敏腕社長は哀しき音色に恋をする 【番外編 完】
任せてしまっていいのか……少し戸惑っていたら、恭介さんが更に衝撃的なことを言った。

「華、引っ越しは任せておいて、今日はこの後、華のご両親に会いに行くよ」

「えっ……」

「早く結婚の許可をもらいたいからね。それに、ご両親にももう約束を取り付けてあるし」

さすが敏腕社長と言われるだけあって、仕事が早い。
私はもう、ただただ京介さんに従うだけだ。


言われるまま、恭介さんの運転で実家に向かった。
実家に帰るのは、すごく久しぶりだ。



チャイムをならすと、母が出迎えてくれた。

「いらっしゃい須藤さん。
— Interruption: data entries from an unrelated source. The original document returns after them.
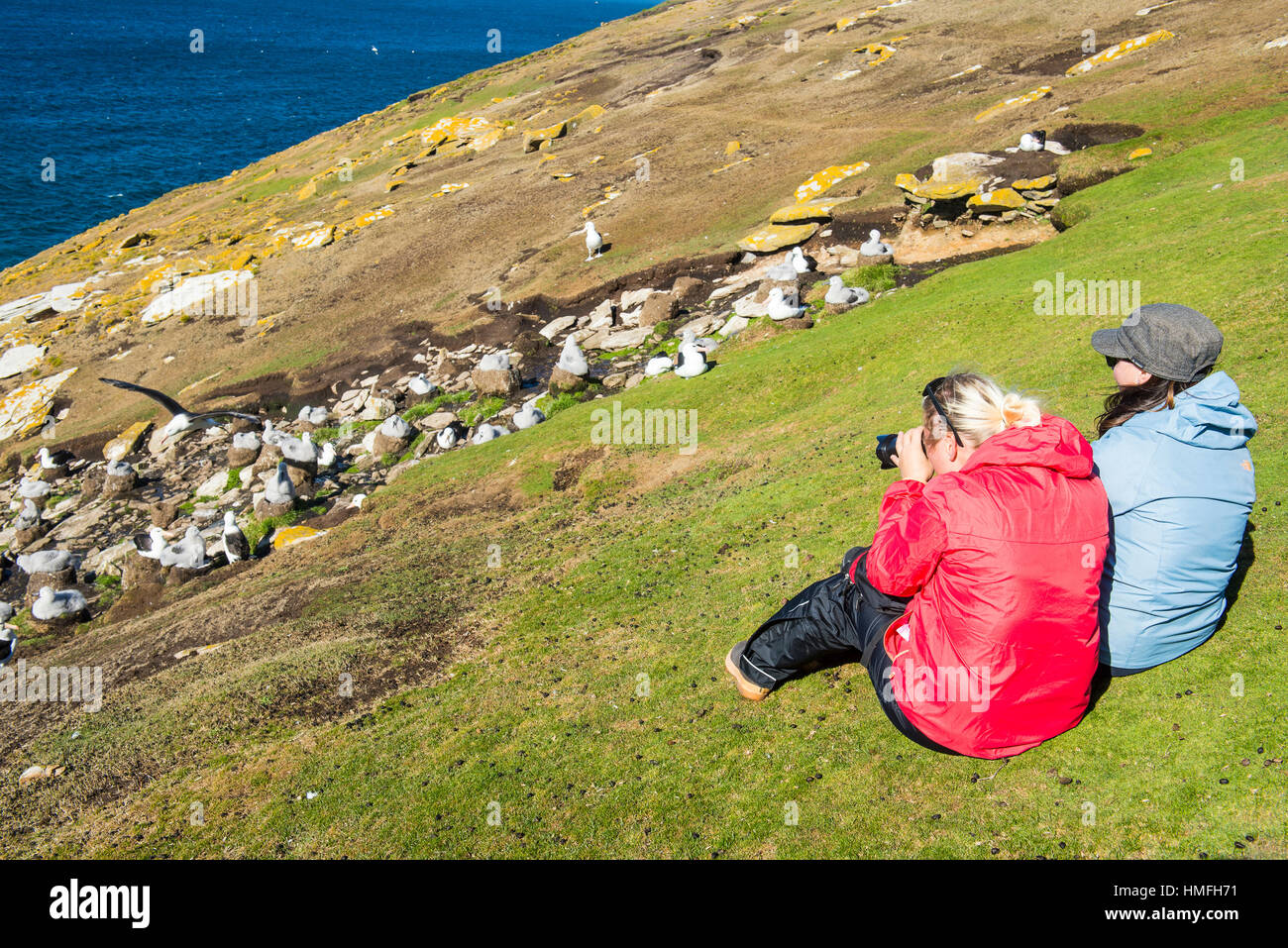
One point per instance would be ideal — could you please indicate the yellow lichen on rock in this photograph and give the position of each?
(824, 179)
(26, 408)
(1117, 51)
(459, 127)
(881, 51)
(776, 237)
(1003, 198)
(1014, 102)
(364, 219)
(127, 442)
(732, 163)
(584, 116)
(818, 209)
(535, 138)
(288, 536)
(312, 240)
華もおかえり。
さあ、入って。お父さんも待ってるわ」

「ただいま、お母さん」

「おじゃまします」

リビングへ行くと、父だけでなく姉夫婦も待っていた。

「お姉ちゃん、久しぶり。洋太さんも、お久しぶりです」

洋太さんは、姉の旦那さんだ。

「華ちゃん、久しぶりだね」

「本当、華ったらなかなか実家に帰らないんだから」

姉の言葉に、曖昧な笑みを返した。